BAB 6

402 103 15
                                    

Halo !!
Apa kabarnya?

Maaf aku baru sempat update lagi karena aku benar-benar lagi sibuk sekali 😿 tapi terima kasih untuk yang masih setia menunggu. Aku sangat mengapresiasi karena setia itu mahal. Dan janjiku akan update itu bukan sebuah kebohongan ☺😸

Selamat membaca Bulan Prasbiru !!

1.

Pergerakanku terhenti kala mendengar suara dering telepon. Dengan asal kuletakkan kanvas lukisnya, lalu segera mengambil ponselku.

“Buna!”

Halo, Kak! Apa kabar, Kak? Buna kangen.”

“Kakak juga, Bun. Kangen banget. Gimana kabar Buna, Pupa sama Abang?”

Alhamdulillah sehat, Kak. Gimana sekolah di Bandung? Ada yang jahat nggak?

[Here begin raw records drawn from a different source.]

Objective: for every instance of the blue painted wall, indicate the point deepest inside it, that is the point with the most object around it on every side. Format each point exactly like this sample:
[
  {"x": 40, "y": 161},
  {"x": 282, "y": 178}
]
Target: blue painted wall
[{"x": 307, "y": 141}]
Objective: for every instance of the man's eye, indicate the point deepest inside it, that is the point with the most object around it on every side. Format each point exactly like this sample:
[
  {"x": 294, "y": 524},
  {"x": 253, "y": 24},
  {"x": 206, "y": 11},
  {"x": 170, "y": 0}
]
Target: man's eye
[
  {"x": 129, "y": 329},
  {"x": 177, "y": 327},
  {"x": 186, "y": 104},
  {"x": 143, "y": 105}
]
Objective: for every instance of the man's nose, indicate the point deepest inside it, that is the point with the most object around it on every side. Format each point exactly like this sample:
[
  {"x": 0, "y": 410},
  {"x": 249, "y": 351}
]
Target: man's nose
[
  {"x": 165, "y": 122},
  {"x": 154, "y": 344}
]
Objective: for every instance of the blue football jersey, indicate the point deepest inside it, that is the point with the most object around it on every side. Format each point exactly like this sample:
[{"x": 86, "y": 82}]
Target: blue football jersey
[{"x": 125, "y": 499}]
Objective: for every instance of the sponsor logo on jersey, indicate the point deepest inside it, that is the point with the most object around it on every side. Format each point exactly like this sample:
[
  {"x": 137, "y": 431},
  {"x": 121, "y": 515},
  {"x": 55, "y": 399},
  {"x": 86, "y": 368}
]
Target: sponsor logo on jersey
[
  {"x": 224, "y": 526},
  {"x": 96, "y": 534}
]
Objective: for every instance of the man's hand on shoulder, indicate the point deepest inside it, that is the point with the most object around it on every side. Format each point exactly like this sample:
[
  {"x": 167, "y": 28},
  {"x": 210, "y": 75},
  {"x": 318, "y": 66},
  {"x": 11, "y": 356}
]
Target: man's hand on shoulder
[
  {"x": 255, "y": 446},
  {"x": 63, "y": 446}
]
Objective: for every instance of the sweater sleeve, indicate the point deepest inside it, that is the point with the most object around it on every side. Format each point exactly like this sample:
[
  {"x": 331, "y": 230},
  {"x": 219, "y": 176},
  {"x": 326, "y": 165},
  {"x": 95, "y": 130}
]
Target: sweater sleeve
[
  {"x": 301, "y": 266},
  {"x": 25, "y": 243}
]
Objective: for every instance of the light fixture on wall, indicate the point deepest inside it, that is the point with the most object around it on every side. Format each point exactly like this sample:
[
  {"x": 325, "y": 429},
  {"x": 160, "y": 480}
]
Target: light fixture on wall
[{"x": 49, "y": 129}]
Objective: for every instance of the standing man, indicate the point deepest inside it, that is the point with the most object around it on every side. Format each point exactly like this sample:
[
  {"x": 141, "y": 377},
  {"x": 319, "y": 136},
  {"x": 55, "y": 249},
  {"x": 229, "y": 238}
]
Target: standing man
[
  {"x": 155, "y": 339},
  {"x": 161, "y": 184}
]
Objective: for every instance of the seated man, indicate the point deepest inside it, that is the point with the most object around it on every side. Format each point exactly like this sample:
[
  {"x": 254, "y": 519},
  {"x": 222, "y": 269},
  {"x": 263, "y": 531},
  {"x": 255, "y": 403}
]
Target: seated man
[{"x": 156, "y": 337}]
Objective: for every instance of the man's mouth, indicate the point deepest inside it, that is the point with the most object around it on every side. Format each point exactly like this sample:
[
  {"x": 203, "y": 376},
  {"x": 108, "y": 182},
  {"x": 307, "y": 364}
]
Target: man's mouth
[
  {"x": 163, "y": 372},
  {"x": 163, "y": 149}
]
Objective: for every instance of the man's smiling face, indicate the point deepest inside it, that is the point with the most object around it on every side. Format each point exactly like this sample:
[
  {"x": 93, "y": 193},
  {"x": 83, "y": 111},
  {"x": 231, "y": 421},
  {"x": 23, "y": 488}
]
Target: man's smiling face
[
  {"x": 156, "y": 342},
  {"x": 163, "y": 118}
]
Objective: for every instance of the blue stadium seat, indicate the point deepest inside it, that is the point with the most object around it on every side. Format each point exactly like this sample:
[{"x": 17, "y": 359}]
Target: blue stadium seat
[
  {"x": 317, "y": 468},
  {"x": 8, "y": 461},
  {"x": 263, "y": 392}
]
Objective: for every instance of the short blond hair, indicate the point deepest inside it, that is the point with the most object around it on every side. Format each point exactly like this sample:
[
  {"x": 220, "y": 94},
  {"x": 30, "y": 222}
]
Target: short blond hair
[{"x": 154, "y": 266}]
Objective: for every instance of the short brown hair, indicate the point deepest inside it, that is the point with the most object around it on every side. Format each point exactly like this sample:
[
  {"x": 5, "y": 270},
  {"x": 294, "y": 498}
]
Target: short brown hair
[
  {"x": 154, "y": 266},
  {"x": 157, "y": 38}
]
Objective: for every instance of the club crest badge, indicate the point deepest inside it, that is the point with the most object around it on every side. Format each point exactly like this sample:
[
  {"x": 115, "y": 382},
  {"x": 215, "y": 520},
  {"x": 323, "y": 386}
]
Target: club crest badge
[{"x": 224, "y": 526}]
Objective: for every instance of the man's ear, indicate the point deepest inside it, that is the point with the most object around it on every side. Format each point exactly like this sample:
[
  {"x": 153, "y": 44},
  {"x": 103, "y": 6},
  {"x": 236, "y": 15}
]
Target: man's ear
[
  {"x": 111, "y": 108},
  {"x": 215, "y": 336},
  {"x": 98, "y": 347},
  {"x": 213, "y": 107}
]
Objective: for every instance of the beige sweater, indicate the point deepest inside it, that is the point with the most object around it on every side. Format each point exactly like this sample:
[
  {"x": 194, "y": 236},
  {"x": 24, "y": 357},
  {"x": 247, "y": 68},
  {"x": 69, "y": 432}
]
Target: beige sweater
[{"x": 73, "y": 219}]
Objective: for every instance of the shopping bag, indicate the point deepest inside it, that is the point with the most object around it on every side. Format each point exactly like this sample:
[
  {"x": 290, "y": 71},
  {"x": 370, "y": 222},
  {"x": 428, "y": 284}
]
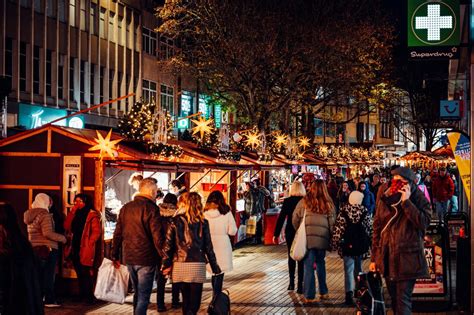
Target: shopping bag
[
  {"x": 252, "y": 225},
  {"x": 112, "y": 283},
  {"x": 298, "y": 247},
  {"x": 220, "y": 303}
]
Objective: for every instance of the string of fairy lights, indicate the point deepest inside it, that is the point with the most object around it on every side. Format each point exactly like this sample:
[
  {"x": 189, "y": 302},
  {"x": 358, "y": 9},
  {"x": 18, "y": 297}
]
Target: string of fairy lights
[{"x": 149, "y": 124}]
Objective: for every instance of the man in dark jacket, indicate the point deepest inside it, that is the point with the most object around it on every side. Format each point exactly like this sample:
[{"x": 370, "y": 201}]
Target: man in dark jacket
[
  {"x": 138, "y": 234},
  {"x": 443, "y": 190},
  {"x": 402, "y": 217}
]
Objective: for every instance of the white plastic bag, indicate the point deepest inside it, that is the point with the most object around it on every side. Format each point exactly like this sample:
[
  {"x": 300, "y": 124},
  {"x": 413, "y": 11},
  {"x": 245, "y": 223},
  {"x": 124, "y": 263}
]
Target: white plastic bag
[
  {"x": 112, "y": 283},
  {"x": 298, "y": 247}
]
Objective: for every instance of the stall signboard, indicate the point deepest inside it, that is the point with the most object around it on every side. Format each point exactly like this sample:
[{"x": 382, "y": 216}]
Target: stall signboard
[
  {"x": 186, "y": 108},
  {"x": 203, "y": 105},
  {"x": 218, "y": 115},
  {"x": 71, "y": 186},
  {"x": 34, "y": 116},
  {"x": 461, "y": 145},
  {"x": 435, "y": 253}
]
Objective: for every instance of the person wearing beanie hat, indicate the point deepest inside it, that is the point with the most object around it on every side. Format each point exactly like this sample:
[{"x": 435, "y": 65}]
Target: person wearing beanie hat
[
  {"x": 403, "y": 214},
  {"x": 354, "y": 213},
  {"x": 44, "y": 240},
  {"x": 443, "y": 190}
]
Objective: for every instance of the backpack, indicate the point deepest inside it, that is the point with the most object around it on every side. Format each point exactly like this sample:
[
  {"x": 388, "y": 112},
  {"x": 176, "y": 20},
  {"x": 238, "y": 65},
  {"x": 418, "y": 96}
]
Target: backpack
[
  {"x": 356, "y": 240},
  {"x": 220, "y": 304}
]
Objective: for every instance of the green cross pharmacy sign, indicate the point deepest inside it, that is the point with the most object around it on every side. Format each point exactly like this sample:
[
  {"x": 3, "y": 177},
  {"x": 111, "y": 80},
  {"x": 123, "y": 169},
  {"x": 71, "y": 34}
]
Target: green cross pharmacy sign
[{"x": 433, "y": 23}]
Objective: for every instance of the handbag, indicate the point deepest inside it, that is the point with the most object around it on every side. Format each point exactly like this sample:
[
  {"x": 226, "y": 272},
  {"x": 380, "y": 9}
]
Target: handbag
[
  {"x": 220, "y": 303},
  {"x": 298, "y": 247},
  {"x": 252, "y": 225}
]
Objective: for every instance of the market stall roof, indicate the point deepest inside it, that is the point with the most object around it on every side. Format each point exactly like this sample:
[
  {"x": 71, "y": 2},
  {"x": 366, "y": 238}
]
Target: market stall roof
[
  {"x": 56, "y": 140},
  {"x": 445, "y": 151}
]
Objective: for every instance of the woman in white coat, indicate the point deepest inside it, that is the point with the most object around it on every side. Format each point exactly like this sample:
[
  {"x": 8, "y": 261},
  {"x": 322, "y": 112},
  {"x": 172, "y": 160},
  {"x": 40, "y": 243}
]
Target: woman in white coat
[{"x": 222, "y": 226}]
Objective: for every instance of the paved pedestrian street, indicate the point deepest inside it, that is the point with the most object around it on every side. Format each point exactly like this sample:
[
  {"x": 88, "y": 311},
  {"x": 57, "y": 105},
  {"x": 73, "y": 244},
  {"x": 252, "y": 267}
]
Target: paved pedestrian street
[{"x": 258, "y": 285}]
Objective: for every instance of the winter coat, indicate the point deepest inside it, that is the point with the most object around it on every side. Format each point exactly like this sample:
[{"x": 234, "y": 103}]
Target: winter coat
[
  {"x": 187, "y": 242},
  {"x": 443, "y": 188},
  {"x": 399, "y": 229},
  {"x": 425, "y": 191},
  {"x": 343, "y": 198},
  {"x": 91, "y": 252},
  {"x": 318, "y": 226},
  {"x": 369, "y": 199},
  {"x": 221, "y": 227},
  {"x": 286, "y": 213},
  {"x": 354, "y": 213},
  {"x": 40, "y": 226},
  {"x": 138, "y": 232}
]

“Seru, Bun! Teman-teman baik semua. Ada Arum, Dira, Adit, Ranin, banyak deh pokoknya. Kakak sering main ke rumah Adit soalnya nggak jauh dari sekolah gitu, Bun. Kan sekolah Kakak juga nggak jauh dari kantor Ayah.” Nada bicaraku ceria sekali.

Iya, Ayah bilang ke Buna begitu. Ayah bilang, kamu udah nggak dijemput kalau pulang sekolah?

Aku terdiam sejenak. “Iya, Bun. Kakak pengen naik angkutan umum aja sama teman-teman yang searah. Lagi juga, Bun, Kakak nggak mau ganggu waktu Ayah. Kadang kan Kakak pulangnya nggak nentu. Jadi Ayah suka repot kalau mau jemput Kakak.”

Iya juga. Kasian Ayah jadi bulak-balik. Ya namanya juga anak satu-satunya perempuan. Takut kenapa-napa, jadi dibela-belain capek. Ayah sayang kamu, Kak.

Aku tersenyum. Duh, rasanya teduh sekali kalau bicara dengan Bunaku.

“Bun, Pupa batuk-batuknya udah mendingan apa gimana?"

Telepon hening sejenak. “Minggu kemarin sudah ke dokter lagi. Sudah dikasih obat yang lebih bagus katanya. Ya alhamdulillah mendingan. Progressnya semakin membaik.”

Aku menghela napas. “Bilang Pupa, Bun, nggak usah sibuk kerja terus. Hidup Kakak juga kan sekarang udah ditanggung Ayah. Pupa nggak usah sepenuhnya. Kakak baik-baik aja di sini. Ayah juga lancar terus, Bun.”

Ayah sehat, Kak?

“Sehat, Bun. Kakak sering diajak jalan berdua sama Ayah. Nggak jarang juga kalau Kakak mau tidur suka nemenin. Dia sering bilang gini tahu, Bun, ‘Anak Ayah cantik kayak Ibunya yang di Jakarta’.”

Suara di seberang telepon menghela napas.

Kangen, pengen kumpul bertiga.”

Pelupuk mataku mulai membasah. Itu cita-citaku. Bisa kumpul dalam satu rumah dengan orang tua kandung. Seandainya bisa, bahkan kata paling manis saja tidak sampai tergambarkan.

“Bandung nggak kalah menyenangkan dari Jakarta, Bun. Kakak boleh cerita?”

Percakapanku dengannya membeku sejenak. Aku rasa ia tahu apa yang ingin aku utarakan lewat telepon hari itu. Pula, sebenarnya membicarakan hal tersebut memang kemauanku sejak awal. Aku tidak ingin mengurung namanya dari keluargaku.